Моцарт без промедления согласился. Объяснение фабулы потребовало немного времени, затем он раскрыл нотную тетрадь — свечи на фортепьяно были уже зажжены.
Нам очень хотелось бы, чтобы наши читатели хоть на мгновение испытали то ни с чем не сравнимое чувство, которое нередко поражает нас подобно электрическому току и всецело захватывает, когда до слуха нашего из какого-нибудь окна доносится хотя бы отдельный отрывистый аккорд, который может раздаться лишь оттуда, чтобы мы ощутили хоть частицу того сладостного волнения, что охватывает нас в театре еще перед закрытым занавесом, когда оркестр настраивает инструменты.
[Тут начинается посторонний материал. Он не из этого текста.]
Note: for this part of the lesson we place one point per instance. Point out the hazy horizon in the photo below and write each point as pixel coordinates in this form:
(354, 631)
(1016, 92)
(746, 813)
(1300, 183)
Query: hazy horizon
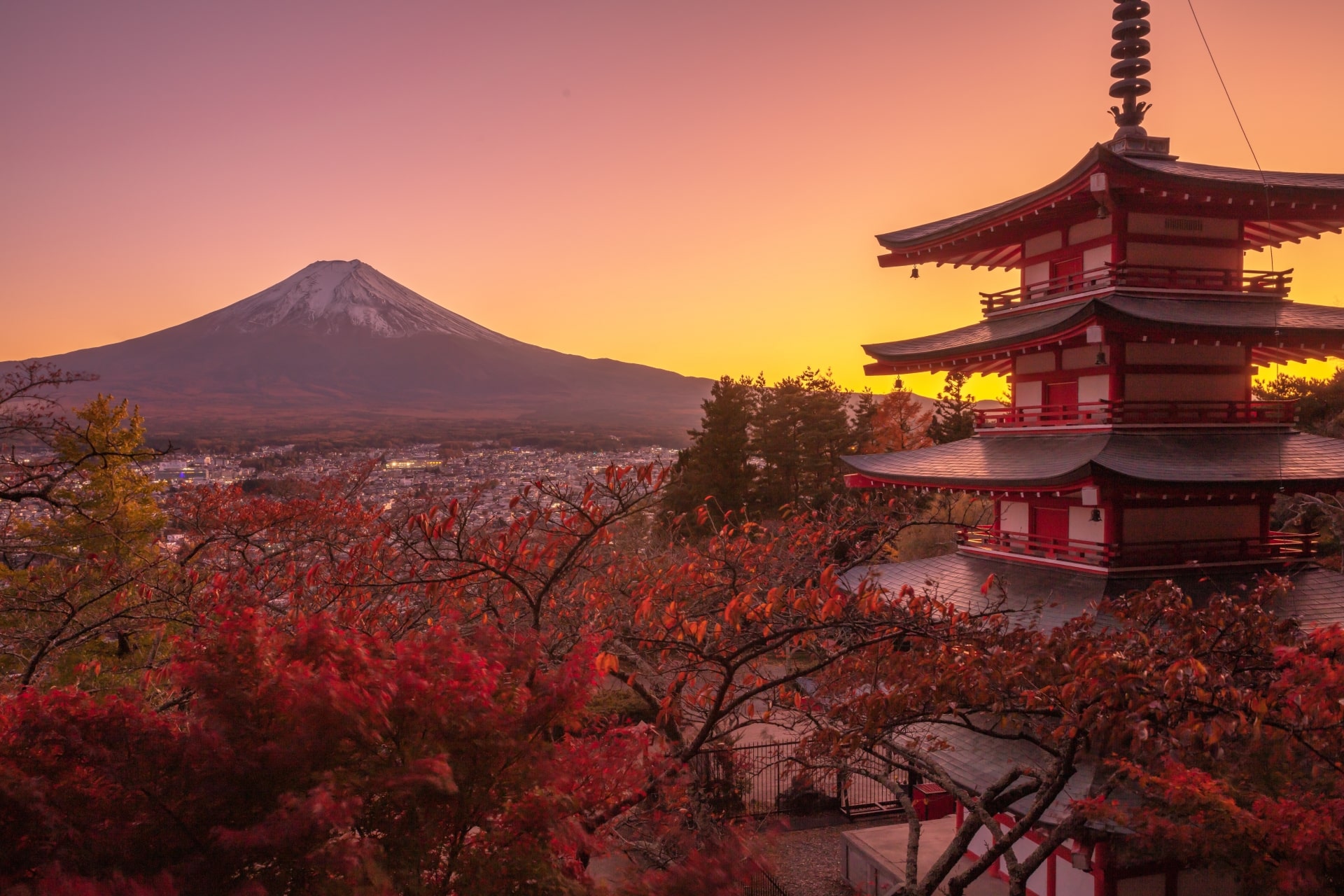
(691, 188)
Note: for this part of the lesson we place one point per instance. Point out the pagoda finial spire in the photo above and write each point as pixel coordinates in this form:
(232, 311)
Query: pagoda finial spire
(1130, 48)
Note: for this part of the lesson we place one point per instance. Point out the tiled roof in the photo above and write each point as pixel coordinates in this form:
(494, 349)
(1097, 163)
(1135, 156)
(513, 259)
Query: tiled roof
(1030, 461)
(1243, 318)
(1002, 461)
(916, 235)
(1276, 179)
(1044, 597)
(1288, 186)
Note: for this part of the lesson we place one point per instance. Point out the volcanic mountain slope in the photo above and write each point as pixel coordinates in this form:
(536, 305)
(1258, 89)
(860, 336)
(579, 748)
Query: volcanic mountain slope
(339, 347)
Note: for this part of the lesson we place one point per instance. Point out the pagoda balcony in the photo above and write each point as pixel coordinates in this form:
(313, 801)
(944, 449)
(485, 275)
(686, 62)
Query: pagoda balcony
(1139, 414)
(1278, 547)
(1126, 276)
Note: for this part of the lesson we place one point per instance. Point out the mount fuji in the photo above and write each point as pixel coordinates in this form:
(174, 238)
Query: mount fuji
(342, 348)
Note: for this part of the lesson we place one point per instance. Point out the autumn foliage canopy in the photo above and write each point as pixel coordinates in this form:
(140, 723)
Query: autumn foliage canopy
(304, 694)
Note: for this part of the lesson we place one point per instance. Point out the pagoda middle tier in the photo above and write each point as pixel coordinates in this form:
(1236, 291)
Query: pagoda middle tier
(1133, 440)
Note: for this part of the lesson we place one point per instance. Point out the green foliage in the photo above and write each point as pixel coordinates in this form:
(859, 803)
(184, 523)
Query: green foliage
(802, 430)
(953, 414)
(765, 448)
(1320, 402)
(718, 465)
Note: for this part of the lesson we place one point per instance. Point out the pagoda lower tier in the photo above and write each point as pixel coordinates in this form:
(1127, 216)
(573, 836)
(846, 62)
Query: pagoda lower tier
(1120, 332)
(1044, 597)
(1112, 501)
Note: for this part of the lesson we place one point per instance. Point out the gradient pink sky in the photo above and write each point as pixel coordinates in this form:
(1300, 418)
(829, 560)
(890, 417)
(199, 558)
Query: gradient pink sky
(692, 186)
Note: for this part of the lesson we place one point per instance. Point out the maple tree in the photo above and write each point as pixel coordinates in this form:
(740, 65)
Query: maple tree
(319, 758)
(895, 422)
(78, 535)
(1219, 724)
(323, 695)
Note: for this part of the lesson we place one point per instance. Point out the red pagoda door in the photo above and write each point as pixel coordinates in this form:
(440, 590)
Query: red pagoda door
(1050, 524)
(1063, 394)
(1069, 274)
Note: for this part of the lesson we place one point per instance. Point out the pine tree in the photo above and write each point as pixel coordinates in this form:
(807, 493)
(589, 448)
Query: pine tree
(717, 469)
(953, 414)
(802, 431)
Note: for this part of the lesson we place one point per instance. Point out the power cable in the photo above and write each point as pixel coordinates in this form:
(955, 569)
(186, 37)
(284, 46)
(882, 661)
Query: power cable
(1238, 117)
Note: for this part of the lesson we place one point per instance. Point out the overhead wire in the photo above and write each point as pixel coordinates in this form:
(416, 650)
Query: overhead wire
(1264, 182)
(1242, 127)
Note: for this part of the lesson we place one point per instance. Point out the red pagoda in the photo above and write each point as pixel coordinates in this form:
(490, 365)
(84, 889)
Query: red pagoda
(1135, 449)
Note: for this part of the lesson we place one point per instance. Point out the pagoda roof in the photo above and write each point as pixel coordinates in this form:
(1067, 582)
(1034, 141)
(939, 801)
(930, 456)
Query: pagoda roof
(1300, 204)
(1006, 463)
(1289, 331)
(1044, 597)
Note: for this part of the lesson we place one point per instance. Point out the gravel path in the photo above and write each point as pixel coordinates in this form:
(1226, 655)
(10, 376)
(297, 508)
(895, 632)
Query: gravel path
(806, 862)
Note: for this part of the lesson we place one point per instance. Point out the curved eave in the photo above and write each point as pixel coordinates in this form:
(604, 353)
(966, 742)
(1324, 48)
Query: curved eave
(1050, 463)
(1276, 331)
(1300, 206)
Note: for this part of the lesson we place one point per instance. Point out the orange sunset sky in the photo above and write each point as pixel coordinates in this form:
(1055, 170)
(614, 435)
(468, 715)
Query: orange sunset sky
(691, 186)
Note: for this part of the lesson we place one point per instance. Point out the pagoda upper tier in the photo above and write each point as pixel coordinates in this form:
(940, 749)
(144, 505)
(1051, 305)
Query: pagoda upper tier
(1269, 331)
(1132, 216)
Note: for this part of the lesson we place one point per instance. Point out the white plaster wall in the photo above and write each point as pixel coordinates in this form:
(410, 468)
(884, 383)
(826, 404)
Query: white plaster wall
(1043, 244)
(1028, 394)
(1084, 356)
(1070, 881)
(1180, 226)
(1015, 516)
(1172, 255)
(1038, 363)
(1093, 388)
(1183, 355)
(1096, 257)
(1191, 523)
(1081, 527)
(1091, 229)
(1186, 387)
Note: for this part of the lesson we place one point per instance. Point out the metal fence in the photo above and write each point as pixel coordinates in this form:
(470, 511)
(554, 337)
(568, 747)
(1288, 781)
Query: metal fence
(761, 884)
(768, 778)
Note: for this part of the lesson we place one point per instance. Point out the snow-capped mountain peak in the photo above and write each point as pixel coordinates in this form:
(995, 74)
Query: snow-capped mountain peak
(344, 295)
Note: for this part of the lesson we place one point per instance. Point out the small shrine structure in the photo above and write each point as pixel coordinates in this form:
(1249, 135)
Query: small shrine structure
(1135, 449)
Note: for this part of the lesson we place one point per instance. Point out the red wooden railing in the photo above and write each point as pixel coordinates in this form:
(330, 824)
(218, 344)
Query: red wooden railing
(1214, 280)
(991, 539)
(1277, 546)
(1140, 414)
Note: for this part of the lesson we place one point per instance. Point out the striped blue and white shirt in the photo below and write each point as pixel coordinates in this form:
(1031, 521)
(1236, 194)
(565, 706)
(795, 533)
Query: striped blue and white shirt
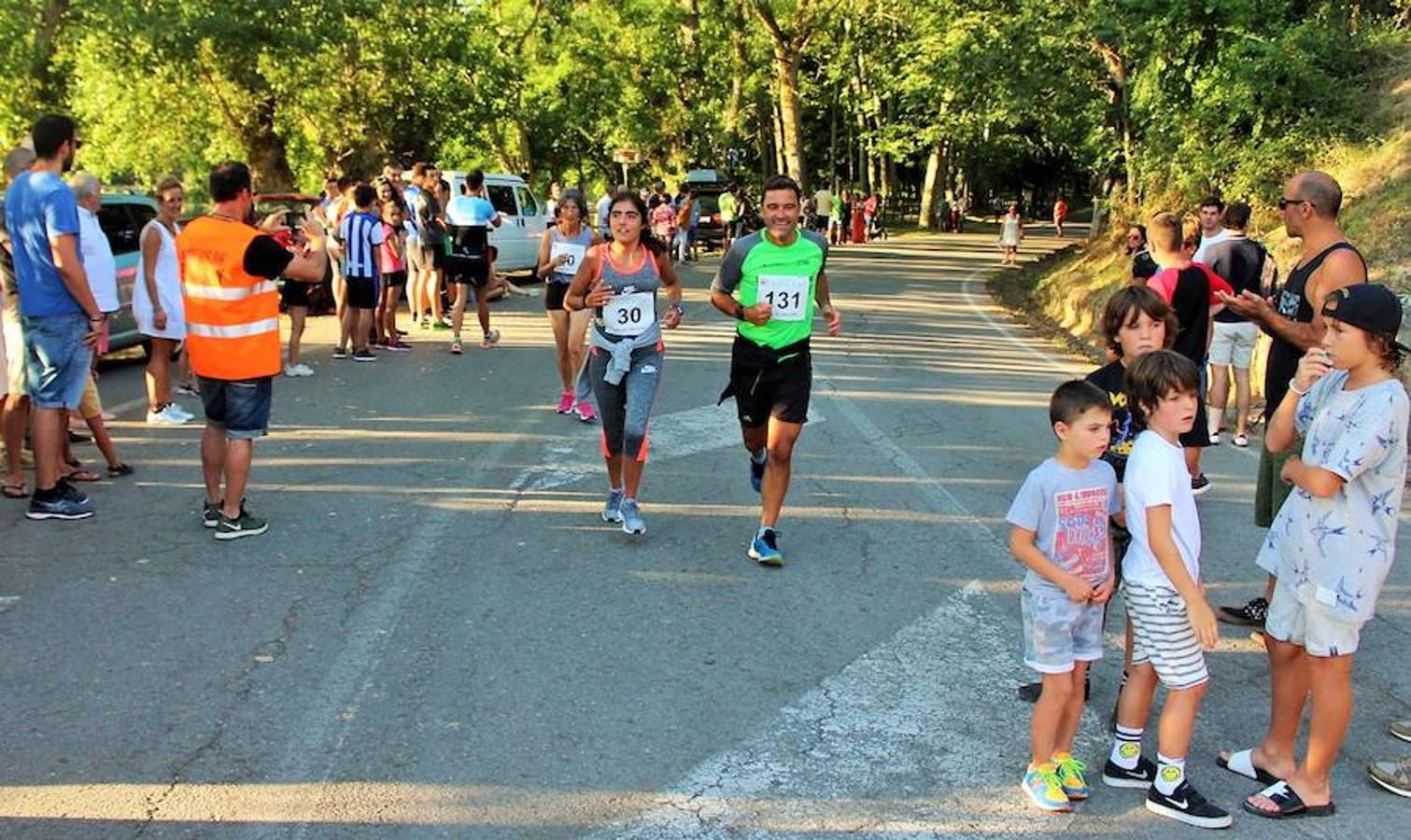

Разве это не так? Если, собираясь приобщиться к любому великому трагическому произведению искусства, независимо от того, называется ли оно «Макбетом», «Эдипом» или как-то иначе, мы испытываем священный трепет перед непреходящей красотой, то где же, как не здесь, подобный трепет мог охватить нас с большей или хотя бы равной силой? Человек жаждет вознестись над собственным «я», хотя и боится этого, он чувствует, что перед ним сейчас раскроется бесконечность; сознание это теснит его грудь, одновременно наполняя ее таким неземным блаженством, что кажется, вот-вот разорвутся стесняющие оковы и душа вырвется из бренного тела. К подобному ощущению присоединяется благоговение перед столь совершенным искусством: мысль о том, что ты наслаждаешься божественным чудом, что можешь воспринимать его, как нечто близкое тебе, порождает своего рода умиление, даже гордость собою, возможно, самую прекрасную и чистую, какую нам только дано испытать в жизни.
Хотя на долю наших героев, которым суждено было теперь впервые познакомиться с произведением, близким нам с юношеских лет, и выпало завидное счастье услышать оперу в исполнении самого автора, все же они находились в совершенно ином, причем гораздо менее благоприятном, чем мы, положении, ибо целостное и непосредственное восприятие этого произведения было для них, в сущности, невозможно, да и оставалось бы невозможным по многим соображениям, даже в том случае, если бы они могли прослушать его полностью, без всяких сокращений. Из восемнадцати законченных и отделанных номеров [18] При этом следует иметь в виду, что арии Эльвиры с речитативом и арии Лепорелло «Все понятно» первоначально в опере не было.
композитор сыграл, по-видимому, менее половины (в сообщении, положенном в основу данной повести, точно указан лишь последний номер из этого перечня, а именно секстет), к тому же исполнил их, очевидно, большей частью в вольной интерпретации и фортепьянном изложении, подпевая местами там, где ему это представлялось нужным. Что касается жены Моцарта, то известно лишь, что она исполнила две арии. Судя по отзывам современников, у нее был не только сильный, но и приятный голос, а посему мы можем предполагать, что она спела первую арию донны Анны «Теперь все известно, убийцу нашли мы» и одну из двух арий Церлины.
Строго говоря, лишь Евгения и ее жених по своему интеллекту, своим взглядам и вкусам были желанными для маэстро слушателями, причем Евгения в гораздо большей степени, чем барон. Оба они сидели в глубине комнаты; она была настолько захвачена музыкой, что даже во время коротких перерывов, когда все остальные скромно выражали свое одобрение или же невольно выказывали восторженными возгласами глубокую взволнованность, она, неподвижная, как статуя, крайне односложно отвечала на обращенные к ней слова жениха.
После того как Моцарт закончил потрясающим по красоте секстетом, завязалась беседа, в ходе которой он с особым интересом и удовольствием выслушал отдельные замечания барона. Речь шла о финале оперы, а также о намеченном на начало ноября первом представлении ее, и когда кто-то заметил, что некоторые части финала потребуют еще титанического труда, маэстро загадочно улыбнулся, а Констанция сказала, обращаясь к графине, но так, что он не мог этого не услышать: «У него есть еще кое-что in petto, [19] В груди (итал.); здесь: в душе.
что он держит в тайне даже от меня».